Bob Fisher's snoring turned out to be more than an annoyance to his wife.


After being tested at The Sleep-Breathing Disorders Center of Hagerstown, the resident of Chambersburg, Pa., learned that he had severe sleep apnea, a serious potentially life-threatening condition that occurs when air cannot flow into or out of the person's nose or mouth, according to information on the Web site of National Heath, Lung and Blood Institute of National Institutes of Health at

People with sleep apnea stop breathing. They usually snore between apnea episodes, but not everyone who snores has sleep apnea.

It's in the throat

So what is snoring?

Snoring is a throat problem rather than a nose problem, says Dr. Michael J. Saylor, a physician specializing in treatment of the ear, nose and throat. Snoring is caused by turbulence and vibration in the throat. A deviated septum, nasal polyps or stuffiness can make snoring worse, but the source of the problem is in the throat.

Although it may not be as easy for women to admit, women do snore, Iqbal says. But snoring is more common in men.

Most people don't even know they snore, he says.

Bob Fisher was in that group. "He had no idea," Maryann Fisher says.

Before he spent the night at The Sleep-Breathing Disorders Center attached to devices that monitored bodily functions as he slept, Bob Fisher had to fill out a sleep survey form. Maryann Fisher, his sleeping partner, was asked to complete the same form. Their answers were very different.

Possible solutions

One treatment recommended for sleep apnea is continuous positive airway pressure or CPAP. The patient wears a mask over the nose during sleep, and an air blower forces air through the nasal passages keeping the throat from collapsing. Bob Fisher didn't think he could tolerate that, so he opted for uvulopalatopharyngoplasty (UPPP), the surgical removal of excess tissue from the throat.

UPPP also can be a solution for snoring. If the patient still has tonsils, they are removed along with the uvula, "the dingus" that hangs down from the back of the throat, Saylor says. Excess tissue of the soft palate or roof of the mouth also is cut away.

The surgery is performed under general anesthesia. There is no dotted line in the throat showing the surgeon where to cut, Saylor says. There is a small risk of bleeding.

If the surgeon doesn't take enough tissue, the procedure may need to be repeated.

If the surgeon takes too much tissue, the patient temporarily may have water come out of the nose when drinking or may sound like he or she is talking through the nose for a while, Saylor says.

These are rare occurrences, according to Saylor, but he says he has to tell his patients about any possibilities.

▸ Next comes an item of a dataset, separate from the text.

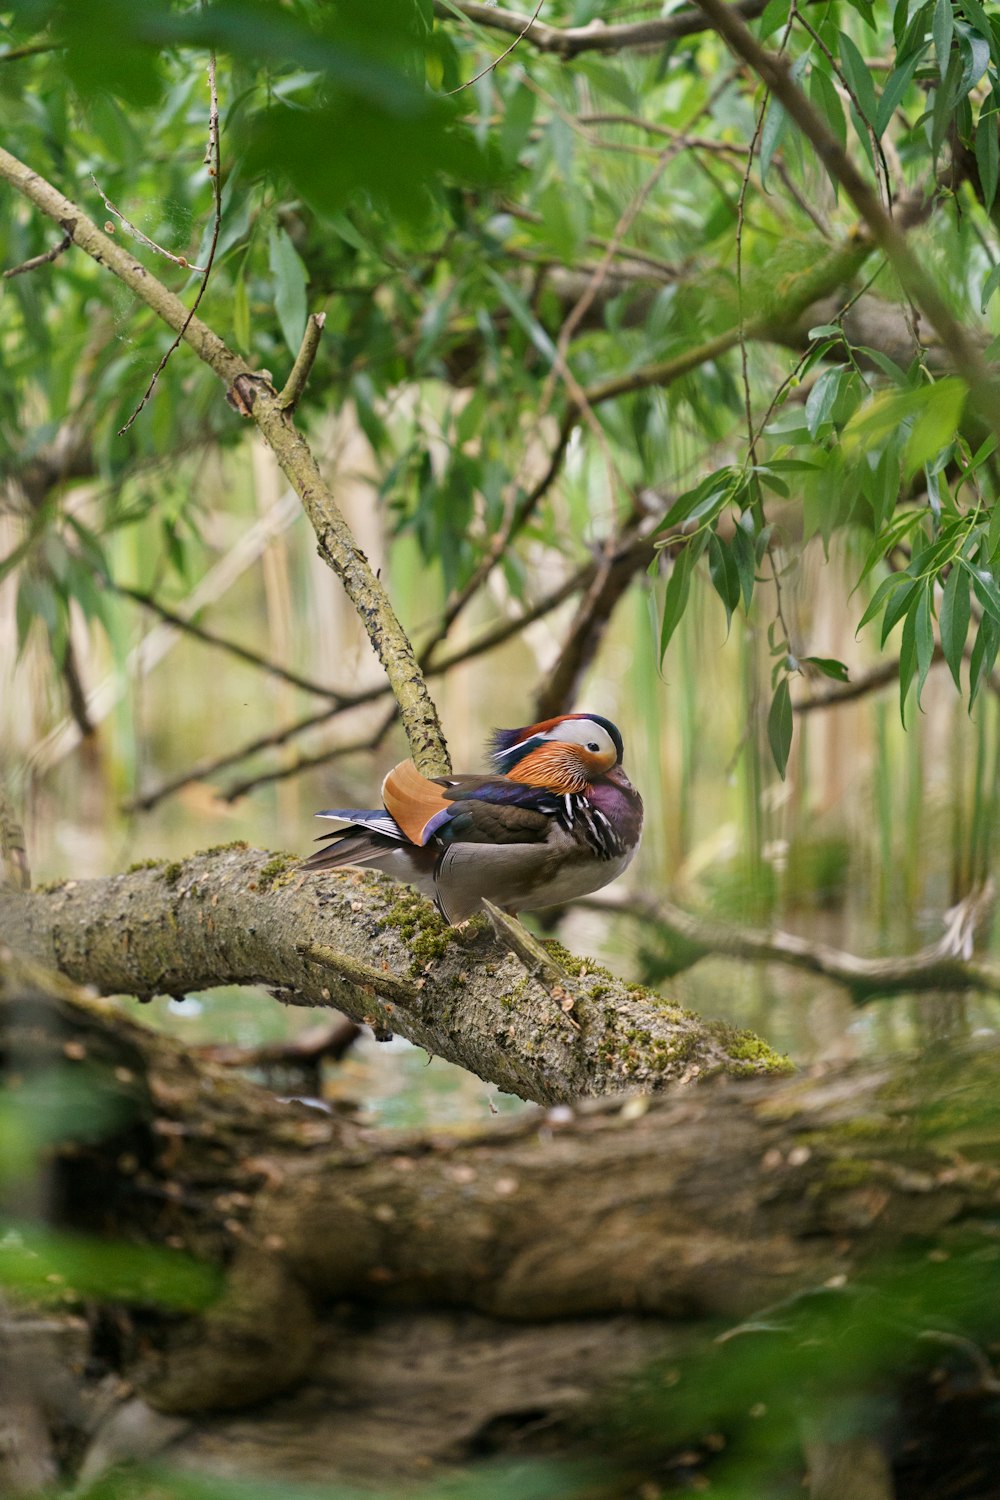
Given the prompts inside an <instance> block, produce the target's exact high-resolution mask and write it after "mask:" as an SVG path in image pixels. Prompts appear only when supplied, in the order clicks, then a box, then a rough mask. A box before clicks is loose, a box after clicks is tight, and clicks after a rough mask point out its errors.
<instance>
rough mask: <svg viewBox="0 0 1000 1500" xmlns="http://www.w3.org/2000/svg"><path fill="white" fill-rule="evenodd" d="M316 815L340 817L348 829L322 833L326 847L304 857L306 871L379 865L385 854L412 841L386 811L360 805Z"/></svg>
mask: <svg viewBox="0 0 1000 1500" xmlns="http://www.w3.org/2000/svg"><path fill="white" fill-rule="evenodd" d="M316 817H337V819H342V820H343V822H346V823H348V825H349V826H348V828H339V829H337V831H336V832H333V834H321V835H319V837H321V838H322V840H325V841H324V847H322V849H316V852H315V853H312V855H309V858H307V859H303V862H301V865H300V868H303V870H340V868H342V867H343V865H346V864H378V862H379V861H381V859H384V858H385V855H388V853H393V852H394V850H396V849H399V846H400V843H403V844H405V843H408V838H406V834H405V832H403V829H402V828H400V826H399V823H397V822H396V820H394V819H393V817H390V816H388V813H387V811H385V810H378V811H370V813H369V811H363V810H360V808H354V807H351V808H342V810H336V811H334V810H333V808H331V810H330V811H325V813H316Z"/></svg>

Laser-assisted uvulopalatoplasty also is performed for snoring. The patient is awake for the procedure, which usually is performed in stages, sometimes taking four or five treatments. Tissue is removed with lasers; the soft palate stiffens and heals. The process is repeated until a sufficient amount of tissue has been taken.

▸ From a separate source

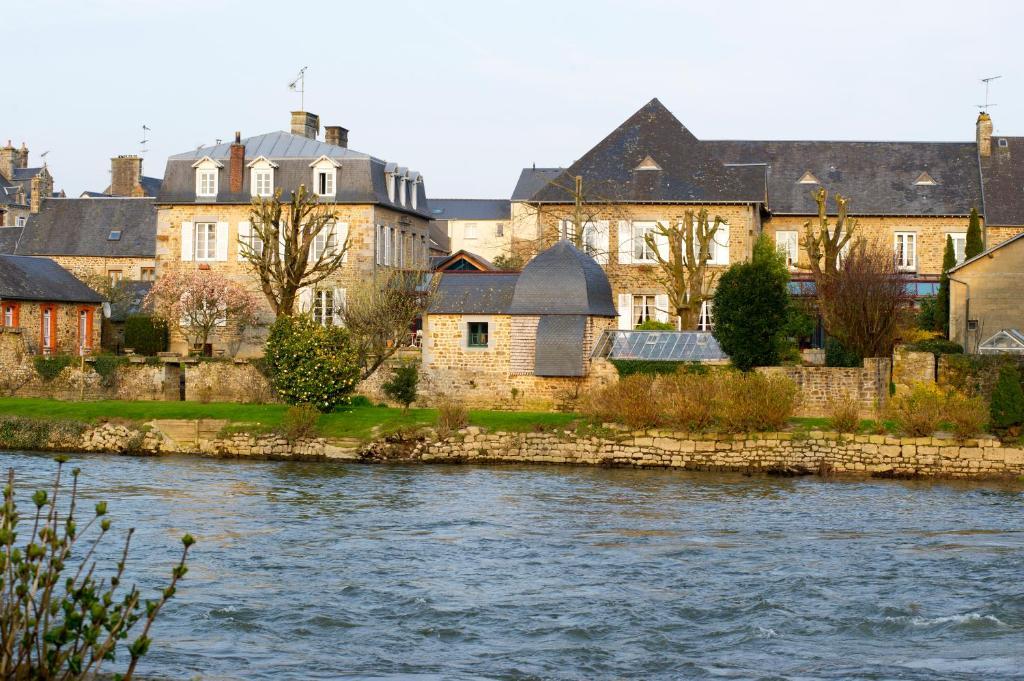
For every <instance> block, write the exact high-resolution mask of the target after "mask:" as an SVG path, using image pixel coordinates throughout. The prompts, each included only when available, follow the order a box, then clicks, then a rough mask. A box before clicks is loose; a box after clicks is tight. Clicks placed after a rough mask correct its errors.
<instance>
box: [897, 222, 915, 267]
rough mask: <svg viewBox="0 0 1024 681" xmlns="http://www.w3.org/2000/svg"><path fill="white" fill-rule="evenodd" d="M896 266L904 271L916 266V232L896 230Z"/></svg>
mask: <svg viewBox="0 0 1024 681" xmlns="http://www.w3.org/2000/svg"><path fill="white" fill-rule="evenodd" d="M896 266H897V267H898V268H899V269H902V270H905V271H913V270H915V269H916V268H918V235H916V232H913V231H897V232H896Z"/></svg>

From a practical point of view, Saylor prefers the UPPP to the laser procedure. He'd rather see a patient go through hurting and healing one time, instead of several, which may be necessary with the laser procedure.

Next month Saylor will take a course on somnoplasty, a new procedure that uses radio frequency waves to shrink tissue. He compares the process to microwaving meat.

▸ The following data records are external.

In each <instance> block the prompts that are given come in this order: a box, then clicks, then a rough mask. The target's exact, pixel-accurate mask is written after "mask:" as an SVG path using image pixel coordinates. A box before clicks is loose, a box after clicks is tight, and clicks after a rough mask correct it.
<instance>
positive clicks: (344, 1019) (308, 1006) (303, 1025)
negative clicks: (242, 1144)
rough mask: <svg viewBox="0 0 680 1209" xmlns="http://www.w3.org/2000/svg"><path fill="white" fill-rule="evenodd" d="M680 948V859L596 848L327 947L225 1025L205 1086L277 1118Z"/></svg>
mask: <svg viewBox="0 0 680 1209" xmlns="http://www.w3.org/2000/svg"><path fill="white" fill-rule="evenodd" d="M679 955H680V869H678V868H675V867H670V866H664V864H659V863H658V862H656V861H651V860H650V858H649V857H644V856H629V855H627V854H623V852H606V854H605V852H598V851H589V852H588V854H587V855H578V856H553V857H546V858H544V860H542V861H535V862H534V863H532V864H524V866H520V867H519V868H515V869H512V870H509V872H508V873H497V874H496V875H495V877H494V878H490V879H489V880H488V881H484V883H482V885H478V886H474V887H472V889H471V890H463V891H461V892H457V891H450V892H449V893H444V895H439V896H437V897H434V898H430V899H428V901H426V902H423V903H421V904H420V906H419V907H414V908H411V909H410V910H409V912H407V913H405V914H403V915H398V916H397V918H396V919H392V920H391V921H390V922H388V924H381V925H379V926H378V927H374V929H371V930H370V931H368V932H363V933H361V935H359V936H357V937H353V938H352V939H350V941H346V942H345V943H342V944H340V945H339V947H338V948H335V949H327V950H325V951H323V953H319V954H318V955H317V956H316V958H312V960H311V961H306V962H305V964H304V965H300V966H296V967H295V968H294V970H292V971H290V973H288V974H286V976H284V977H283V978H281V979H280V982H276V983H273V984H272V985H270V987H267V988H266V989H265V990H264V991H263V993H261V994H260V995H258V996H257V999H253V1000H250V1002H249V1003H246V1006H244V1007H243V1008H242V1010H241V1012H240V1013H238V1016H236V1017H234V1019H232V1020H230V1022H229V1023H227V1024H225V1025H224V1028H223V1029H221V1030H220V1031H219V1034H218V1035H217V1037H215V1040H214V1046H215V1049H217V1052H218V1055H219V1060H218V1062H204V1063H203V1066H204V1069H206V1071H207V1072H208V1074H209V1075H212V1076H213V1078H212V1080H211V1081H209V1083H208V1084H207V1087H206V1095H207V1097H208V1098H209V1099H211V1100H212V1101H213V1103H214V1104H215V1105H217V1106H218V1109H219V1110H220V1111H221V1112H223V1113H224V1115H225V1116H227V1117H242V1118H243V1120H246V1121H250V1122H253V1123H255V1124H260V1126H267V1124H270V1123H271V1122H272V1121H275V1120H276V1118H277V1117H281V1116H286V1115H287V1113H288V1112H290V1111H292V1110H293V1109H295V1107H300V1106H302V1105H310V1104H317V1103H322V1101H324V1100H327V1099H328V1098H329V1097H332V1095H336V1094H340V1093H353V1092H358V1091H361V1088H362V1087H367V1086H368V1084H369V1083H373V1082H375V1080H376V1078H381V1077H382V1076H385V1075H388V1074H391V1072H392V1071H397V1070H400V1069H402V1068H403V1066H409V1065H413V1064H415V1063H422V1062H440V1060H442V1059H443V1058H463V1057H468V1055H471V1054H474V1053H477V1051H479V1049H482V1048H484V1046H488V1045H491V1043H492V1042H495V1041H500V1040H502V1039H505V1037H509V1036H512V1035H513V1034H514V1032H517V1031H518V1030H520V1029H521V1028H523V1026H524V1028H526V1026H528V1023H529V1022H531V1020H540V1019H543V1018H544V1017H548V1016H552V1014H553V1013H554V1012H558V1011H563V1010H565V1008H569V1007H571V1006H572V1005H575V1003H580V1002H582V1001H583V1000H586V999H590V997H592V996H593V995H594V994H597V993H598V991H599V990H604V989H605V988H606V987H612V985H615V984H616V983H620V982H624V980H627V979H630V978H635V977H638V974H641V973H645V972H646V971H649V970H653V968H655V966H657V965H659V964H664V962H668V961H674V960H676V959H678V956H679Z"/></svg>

Bob Fisher had his surgery a month ago. He says his physician, Dr. Andrew R. Cukier, one of Saylor's associates, prepared him well. It hurt "real bad," but there were no surprises.

It's a little early to tell, but Bob Fisher says he feels a little better every day.

He spent the first couple of nights after the surgery sleeping upright in a recliner.

Maryann Fisher noticed a difference the first night her husband slept in their bed.

"I didn't sleep because he was too quiet," she says.